The numbers were on the plaster. Under fifty or sixty years of paint. Maybe more. They could’ve been written when the building was still under construction.

Nate looked at the jagged hole in the paint. There was still a chance he could fix it if he stopped now. At least one of the paint cans he’d seen down under the cellar stairs would have some of the beige that coated every room. Enough to patch a hole a little bigger than a phone book, at least.

Probably not enough to do half a wall.

He pinched the loose edge of paint by the last number. It eased away from the wall. He pressed his head close to the gap.

Past the comma was what looked like another two, or maybe a three.

Nate’s fingers closed on the flap and pulled. The latex came away with a faint sucking sound as air rushed in between the plaster and paint. The first piece was the size of a t-shirt when it broke away under its own weight. He grabbed at the loose edges on the wall and the paint peeled away in a wide arc. The gap opened up until the leading edge hit the door frame for the closet. Then it followed the boards down to the molding. This piece was the size and shape of his leg. He pulled in the other direction and the paint came off the wall in a wide swath.
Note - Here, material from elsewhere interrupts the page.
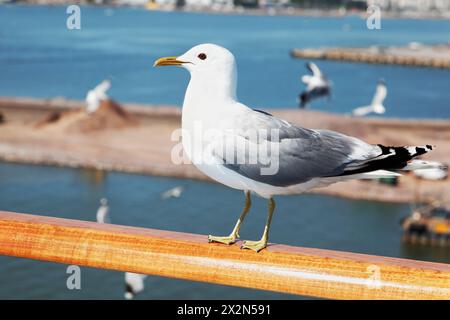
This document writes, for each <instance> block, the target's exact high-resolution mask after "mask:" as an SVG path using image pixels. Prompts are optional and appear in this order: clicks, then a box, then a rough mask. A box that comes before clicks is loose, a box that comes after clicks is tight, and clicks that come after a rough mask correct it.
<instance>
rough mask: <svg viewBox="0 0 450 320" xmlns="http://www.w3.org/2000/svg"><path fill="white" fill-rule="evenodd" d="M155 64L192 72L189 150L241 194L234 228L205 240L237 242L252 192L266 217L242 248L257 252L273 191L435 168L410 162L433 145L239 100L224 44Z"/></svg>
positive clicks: (185, 139) (234, 69)
mask: <svg viewBox="0 0 450 320" xmlns="http://www.w3.org/2000/svg"><path fill="white" fill-rule="evenodd" d="M154 66H181V67H183V68H185V69H187V70H188V71H189V72H190V75H191V78H190V81H189V84H188V87H187V90H186V93H185V98H184V102H183V109H182V144H183V149H184V151H185V153H186V156H187V157H188V158H189V159H190V161H191V162H192V163H193V164H194V165H195V166H196V167H197V168H198V169H199V170H200V171H202V172H203V173H204V174H206V175H207V176H209V177H211V178H212V179H214V180H216V181H218V182H220V183H222V184H224V185H226V186H228V187H231V188H235V189H239V190H243V191H244V194H245V206H244V208H243V211H242V213H241V215H240V217H239V219H238V221H237V222H236V225H235V227H234V229H233V230H232V232H231V234H230V235H228V236H224V237H223V236H212V235H210V236H209V241H210V242H220V243H224V244H232V243H234V242H236V240H237V239H238V238H239V230H240V228H241V224H242V222H243V221H244V219H245V217H246V215H247V213H248V212H249V209H250V206H251V193H255V194H257V195H259V196H261V197H263V198H266V199H268V216H267V222H266V225H265V228H264V232H263V234H262V237H261V239H260V240H258V241H245V242H244V243H243V245H242V246H241V248H244V249H251V250H254V251H256V252H258V251H260V250H262V249H264V248H265V247H266V246H267V243H268V240H269V231H270V225H271V221H272V216H273V212H274V209H275V201H274V198H273V197H274V196H277V195H292V194H300V193H303V192H305V191H308V190H310V189H313V188H316V187H323V186H327V185H329V184H332V183H335V182H340V181H345V180H348V179H355V178H357V179H359V178H363V179H367V178H372V179H374V178H375V179H376V178H380V177H391V176H398V175H399V174H398V173H396V172H393V170H394V171H396V170H409V169H410V168H411V167H412V168H414V169H415V168H418V167H421V168H427V167H430V166H431V167H432V165H428V163H427V162H425V161H422V160H415V161H412V159H413V158H414V157H416V156H419V155H422V154H425V153H427V152H428V151H430V150H432V146H430V145H425V146H420V147H415V146H412V147H387V146H383V145H380V144H379V145H372V144H368V143H365V142H363V141H361V140H359V139H357V138H354V137H350V136H347V135H344V134H341V133H338V132H334V131H330V130H313V129H307V128H302V127H299V126H296V125H294V124H292V123H290V122H288V121H285V120H282V119H279V118H276V117H274V116H272V115H270V114H269V113H267V112H264V111H258V110H253V109H251V108H249V107H247V106H246V105H244V104H242V103H240V102H239V101H238V99H237V97H236V86H237V70H236V62H235V58H234V56H233V54H232V53H231V52H230V51H228V50H227V49H225V48H223V47H220V46H217V45H214V44H202V45H198V46H195V47H193V48H192V49H190V50H188V51H187V52H186V53H184V54H182V55H181V56H178V57H164V58H160V59H158V60H156V61H155V63H154ZM269 133H270V134H269ZM224 150H225V152H224ZM268 150H269V151H270V152H266V151H268Z"/></svg>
It took him twenty minutes to tear all the paint off the wall between the kitchen and the closet. One strip had curved up toward the front door. There were some odd shapes left around the power outlet. He’d been surprised when some of the paint had come away to reveal the plate around the outlet was made of wood.

From three feet up the wall was covered with numbers.

It looked like one big equation. Not a particularly complex one, from Nate’s limited knowledge of mathematics, although there were a few symbols he didn’t recognize. It was all large numbers, though. He followed it as best he could down to the final figure.